NVIDIA / gpu-operator

NVIDIA GPU Operator creates/configures/manages GPUs atop Kubernetes
Apache License 2.0
1.77k stars 287 forks source link

nvidia driver daemonset pod is recreated when ever there is a nfd restart #782

Closed charanteja333 closed 2 months ago

charanteja333 commented 3 months ago

1. Quick Debug Information

2. Issue or feature description

We are trying to seperate nfd out of gpu operator namespace and deploy seperately. We installed GPU operator with precompiled as false and when there is a restart of nfd pod, the driver daemon set is terminated and restarted. When this happens the node label nvidia.com/gpu-driver-upgrade-state is still on upgrade done, due to this the pods are not evicted on the node from which the driver must be installed and the driver stays in init crash back loop off waiting for pods to be evicted.

I tried setting various env parameters like ENABLE_AUTO_DRAIN , DRAIN_USE_FORCE on k8s-driver-manager but no luck.

nfd version: 0.15.4 driver version: 535.183.01

3. Steps to reproduce the issue

  1. Install GPU operator with useprecompiled as false
  2. Restart nfd of a node
  3. Driver daemon set is stuck in init loop off
cdesiniotis commented 3 months ago

@charanteja333 can you clarify what you mean by "restart nfd of a node"? Do you mean that the nfd-worker pod is restarted on a GPU node?

cdesiniotis commented 3 months ago

When this happens the node label nvidia.com/gpu-driver-upgrade-state is still on upgrade done, due to this the pods are not evicted on the node from which the driver must be installed and the driver stays in init crash back loop off waiting for pods to be evicted.

As a manual workaround, can you try labeling the node with nvidia.com/gpu-driver-upgrade-state=upgrade-required? This should trigger our upgrade controller to evict all the GPU pods on the node and allow the driver to come back to a running state.

charanteja333 commented 3 months ago

@cdesiniotis Yes nfd-worker pod is restarted on the node. Problem is this can happen frequently because life cycle of nfd and driver are seperate now and we have to work with sysadmin team to edit the labels which might cause down time.

age9990 commented 3 months ago

Maybe a related issue: NFD will remove and re-add node labels if nfd-worker pod is deleted (and re-created by the nfd-worker DS)

charanteja333 commented 2 months ago

@cdesiniotis when nfd is removing the labels and will the gpu operator pod recreate the driver daemon ? Because nfd is still marking the node as upgrade-done ( same values as before ), driver is unable to install as gpu pods are present and running on the node.

cdesiniotis commented 2 months ago

Thanks @age9990 for providing the relevant issue.
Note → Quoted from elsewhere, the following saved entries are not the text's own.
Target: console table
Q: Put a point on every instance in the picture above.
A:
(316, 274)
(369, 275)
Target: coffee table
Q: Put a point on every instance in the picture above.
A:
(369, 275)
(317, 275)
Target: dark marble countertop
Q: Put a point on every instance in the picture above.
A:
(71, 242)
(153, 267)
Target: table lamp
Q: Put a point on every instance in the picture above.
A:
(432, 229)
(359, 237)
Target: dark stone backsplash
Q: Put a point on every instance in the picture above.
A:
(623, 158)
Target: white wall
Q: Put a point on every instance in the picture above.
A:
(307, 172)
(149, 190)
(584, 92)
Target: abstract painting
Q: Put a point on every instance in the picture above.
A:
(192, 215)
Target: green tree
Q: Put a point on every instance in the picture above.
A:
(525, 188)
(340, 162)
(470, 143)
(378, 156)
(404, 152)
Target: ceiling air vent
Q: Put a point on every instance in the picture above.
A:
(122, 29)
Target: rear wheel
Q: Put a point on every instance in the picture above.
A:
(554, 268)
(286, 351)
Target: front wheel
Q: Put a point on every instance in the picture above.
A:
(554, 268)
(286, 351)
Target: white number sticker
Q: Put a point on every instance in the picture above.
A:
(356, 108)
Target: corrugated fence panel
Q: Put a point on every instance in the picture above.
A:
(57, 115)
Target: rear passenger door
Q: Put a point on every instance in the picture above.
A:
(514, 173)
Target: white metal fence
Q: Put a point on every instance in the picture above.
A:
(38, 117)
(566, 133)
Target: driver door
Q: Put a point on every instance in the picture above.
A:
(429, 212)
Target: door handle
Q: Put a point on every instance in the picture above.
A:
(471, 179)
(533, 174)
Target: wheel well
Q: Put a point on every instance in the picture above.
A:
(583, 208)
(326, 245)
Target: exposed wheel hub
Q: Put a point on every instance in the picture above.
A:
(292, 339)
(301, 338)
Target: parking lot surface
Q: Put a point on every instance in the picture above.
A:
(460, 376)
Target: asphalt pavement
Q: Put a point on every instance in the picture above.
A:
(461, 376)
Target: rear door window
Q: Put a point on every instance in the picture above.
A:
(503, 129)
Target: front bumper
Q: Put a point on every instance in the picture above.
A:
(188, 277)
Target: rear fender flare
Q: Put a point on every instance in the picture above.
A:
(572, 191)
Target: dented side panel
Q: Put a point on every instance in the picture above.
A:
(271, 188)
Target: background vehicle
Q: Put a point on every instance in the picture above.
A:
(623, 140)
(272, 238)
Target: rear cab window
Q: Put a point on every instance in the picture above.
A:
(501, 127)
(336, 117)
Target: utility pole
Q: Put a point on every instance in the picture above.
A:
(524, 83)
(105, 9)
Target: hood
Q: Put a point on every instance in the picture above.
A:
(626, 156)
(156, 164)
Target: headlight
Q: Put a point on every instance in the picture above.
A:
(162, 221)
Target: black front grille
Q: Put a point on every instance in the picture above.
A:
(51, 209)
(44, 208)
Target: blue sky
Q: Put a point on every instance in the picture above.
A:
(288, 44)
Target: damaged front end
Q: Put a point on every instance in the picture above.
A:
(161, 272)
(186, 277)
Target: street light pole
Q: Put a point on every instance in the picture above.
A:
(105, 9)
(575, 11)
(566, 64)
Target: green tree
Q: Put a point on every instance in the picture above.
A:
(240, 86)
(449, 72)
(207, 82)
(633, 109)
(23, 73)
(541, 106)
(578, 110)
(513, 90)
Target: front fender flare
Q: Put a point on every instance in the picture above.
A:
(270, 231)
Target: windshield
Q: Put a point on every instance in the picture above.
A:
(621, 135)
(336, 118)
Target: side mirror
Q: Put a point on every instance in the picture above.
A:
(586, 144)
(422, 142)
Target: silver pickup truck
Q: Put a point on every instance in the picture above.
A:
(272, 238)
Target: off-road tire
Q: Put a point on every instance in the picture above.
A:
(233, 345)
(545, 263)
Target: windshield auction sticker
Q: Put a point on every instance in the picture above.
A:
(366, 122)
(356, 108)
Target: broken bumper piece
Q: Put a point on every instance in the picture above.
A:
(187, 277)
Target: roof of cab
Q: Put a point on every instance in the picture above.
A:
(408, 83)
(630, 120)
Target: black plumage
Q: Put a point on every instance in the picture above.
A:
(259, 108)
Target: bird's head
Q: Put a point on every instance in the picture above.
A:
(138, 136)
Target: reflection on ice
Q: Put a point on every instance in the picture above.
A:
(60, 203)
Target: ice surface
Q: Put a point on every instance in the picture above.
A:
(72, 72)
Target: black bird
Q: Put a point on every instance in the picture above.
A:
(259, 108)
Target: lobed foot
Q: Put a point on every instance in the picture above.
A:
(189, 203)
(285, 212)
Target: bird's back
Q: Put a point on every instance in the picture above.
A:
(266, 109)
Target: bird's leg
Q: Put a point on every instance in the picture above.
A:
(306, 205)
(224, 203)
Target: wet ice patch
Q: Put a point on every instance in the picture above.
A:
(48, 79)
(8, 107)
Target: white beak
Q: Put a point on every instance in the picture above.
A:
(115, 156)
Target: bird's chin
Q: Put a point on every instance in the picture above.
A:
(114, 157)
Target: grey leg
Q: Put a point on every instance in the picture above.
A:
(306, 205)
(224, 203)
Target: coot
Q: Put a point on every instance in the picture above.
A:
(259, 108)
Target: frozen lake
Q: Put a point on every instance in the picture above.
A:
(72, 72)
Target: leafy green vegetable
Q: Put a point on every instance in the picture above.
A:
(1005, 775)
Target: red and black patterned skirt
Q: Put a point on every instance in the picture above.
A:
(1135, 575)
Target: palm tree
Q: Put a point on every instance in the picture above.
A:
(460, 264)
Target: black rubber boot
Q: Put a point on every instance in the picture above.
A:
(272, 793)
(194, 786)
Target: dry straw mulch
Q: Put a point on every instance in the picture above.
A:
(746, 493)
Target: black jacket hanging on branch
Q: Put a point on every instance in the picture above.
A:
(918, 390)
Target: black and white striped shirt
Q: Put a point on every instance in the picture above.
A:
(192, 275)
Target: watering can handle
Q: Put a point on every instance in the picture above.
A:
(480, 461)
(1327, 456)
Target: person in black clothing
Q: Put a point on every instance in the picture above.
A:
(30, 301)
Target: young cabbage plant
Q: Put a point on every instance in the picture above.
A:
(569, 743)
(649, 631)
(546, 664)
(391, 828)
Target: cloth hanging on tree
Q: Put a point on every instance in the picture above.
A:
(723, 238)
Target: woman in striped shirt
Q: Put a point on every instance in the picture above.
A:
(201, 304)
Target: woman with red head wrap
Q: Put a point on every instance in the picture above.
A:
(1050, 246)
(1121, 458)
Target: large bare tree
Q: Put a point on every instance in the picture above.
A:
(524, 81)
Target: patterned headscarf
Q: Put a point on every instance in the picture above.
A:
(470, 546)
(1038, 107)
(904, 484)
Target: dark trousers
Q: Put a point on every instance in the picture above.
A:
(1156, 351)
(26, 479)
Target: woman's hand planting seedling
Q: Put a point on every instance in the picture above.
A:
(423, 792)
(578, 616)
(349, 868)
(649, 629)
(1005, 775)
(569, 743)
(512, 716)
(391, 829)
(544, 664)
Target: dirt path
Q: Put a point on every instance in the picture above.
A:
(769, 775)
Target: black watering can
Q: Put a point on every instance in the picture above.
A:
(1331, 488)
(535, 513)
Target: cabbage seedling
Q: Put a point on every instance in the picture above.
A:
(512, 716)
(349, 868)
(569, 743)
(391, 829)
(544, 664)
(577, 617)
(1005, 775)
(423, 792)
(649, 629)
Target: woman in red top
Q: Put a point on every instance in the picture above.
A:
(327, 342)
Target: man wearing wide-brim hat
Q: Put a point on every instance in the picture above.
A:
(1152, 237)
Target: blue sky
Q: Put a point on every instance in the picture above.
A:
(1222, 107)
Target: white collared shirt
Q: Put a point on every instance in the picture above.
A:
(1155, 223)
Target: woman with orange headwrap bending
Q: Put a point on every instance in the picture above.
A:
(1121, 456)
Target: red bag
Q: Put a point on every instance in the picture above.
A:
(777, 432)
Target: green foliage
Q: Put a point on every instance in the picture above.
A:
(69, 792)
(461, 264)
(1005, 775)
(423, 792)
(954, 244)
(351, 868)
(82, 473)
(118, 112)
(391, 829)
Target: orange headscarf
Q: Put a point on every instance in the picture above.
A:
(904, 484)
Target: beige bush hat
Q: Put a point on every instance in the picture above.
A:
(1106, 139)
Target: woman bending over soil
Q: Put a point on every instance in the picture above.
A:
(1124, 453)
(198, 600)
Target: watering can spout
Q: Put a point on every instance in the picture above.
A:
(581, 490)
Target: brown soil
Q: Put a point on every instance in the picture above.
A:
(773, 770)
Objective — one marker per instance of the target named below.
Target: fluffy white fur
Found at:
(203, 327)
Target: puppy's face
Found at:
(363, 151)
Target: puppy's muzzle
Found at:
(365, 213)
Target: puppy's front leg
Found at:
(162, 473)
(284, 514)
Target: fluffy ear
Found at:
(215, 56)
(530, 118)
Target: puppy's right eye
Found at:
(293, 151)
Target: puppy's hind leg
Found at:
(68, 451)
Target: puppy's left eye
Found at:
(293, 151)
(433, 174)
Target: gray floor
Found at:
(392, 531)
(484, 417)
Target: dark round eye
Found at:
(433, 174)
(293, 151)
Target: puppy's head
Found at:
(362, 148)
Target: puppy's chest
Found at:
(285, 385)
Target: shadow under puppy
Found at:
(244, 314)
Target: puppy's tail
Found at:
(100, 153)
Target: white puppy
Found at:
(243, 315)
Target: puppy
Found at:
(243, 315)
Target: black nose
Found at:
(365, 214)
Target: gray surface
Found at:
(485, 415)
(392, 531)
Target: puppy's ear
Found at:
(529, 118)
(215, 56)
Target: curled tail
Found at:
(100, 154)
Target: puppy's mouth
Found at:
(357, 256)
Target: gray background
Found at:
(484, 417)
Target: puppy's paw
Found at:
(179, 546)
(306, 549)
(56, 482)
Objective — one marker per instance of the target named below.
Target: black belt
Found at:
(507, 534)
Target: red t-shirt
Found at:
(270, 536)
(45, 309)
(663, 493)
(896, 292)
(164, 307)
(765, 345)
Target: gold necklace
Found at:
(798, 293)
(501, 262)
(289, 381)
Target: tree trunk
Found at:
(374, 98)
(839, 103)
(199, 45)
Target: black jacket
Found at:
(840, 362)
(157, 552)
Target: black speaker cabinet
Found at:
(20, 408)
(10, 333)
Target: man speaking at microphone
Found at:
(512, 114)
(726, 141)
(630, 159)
@charanteja333 Until a fix is available in NFD, I would advise downgrading NFD to a version not affected by this bug, e.g. <= v0.14.6, or disabling the garbage collector in the NFD helm values: https://github.com/kubernetes-sigs/node-feature-discovery/blob/master/deployment/helm/node-feature-discovery/values.yaml#L514

cdesiniotis commented 2 months ago

NFD v0.16.2 has been released which addresses this issue: https://github.com/kubernetes-sigs/node-feature-discovery/releases/tag/v0.16.2

cdesiniotis commented 2 months ago

We have upgraded to NFD v0.16.2 in main: https://github.com/NVIDIA/gpu-operator/pull/735

cdesiniotis commented 2 months ago

Closing this issue as GPU Operator 24.6.0 has been released and is using NFD v0.16.3 which does not contain this bug. Please re-open if you are still encountering issues.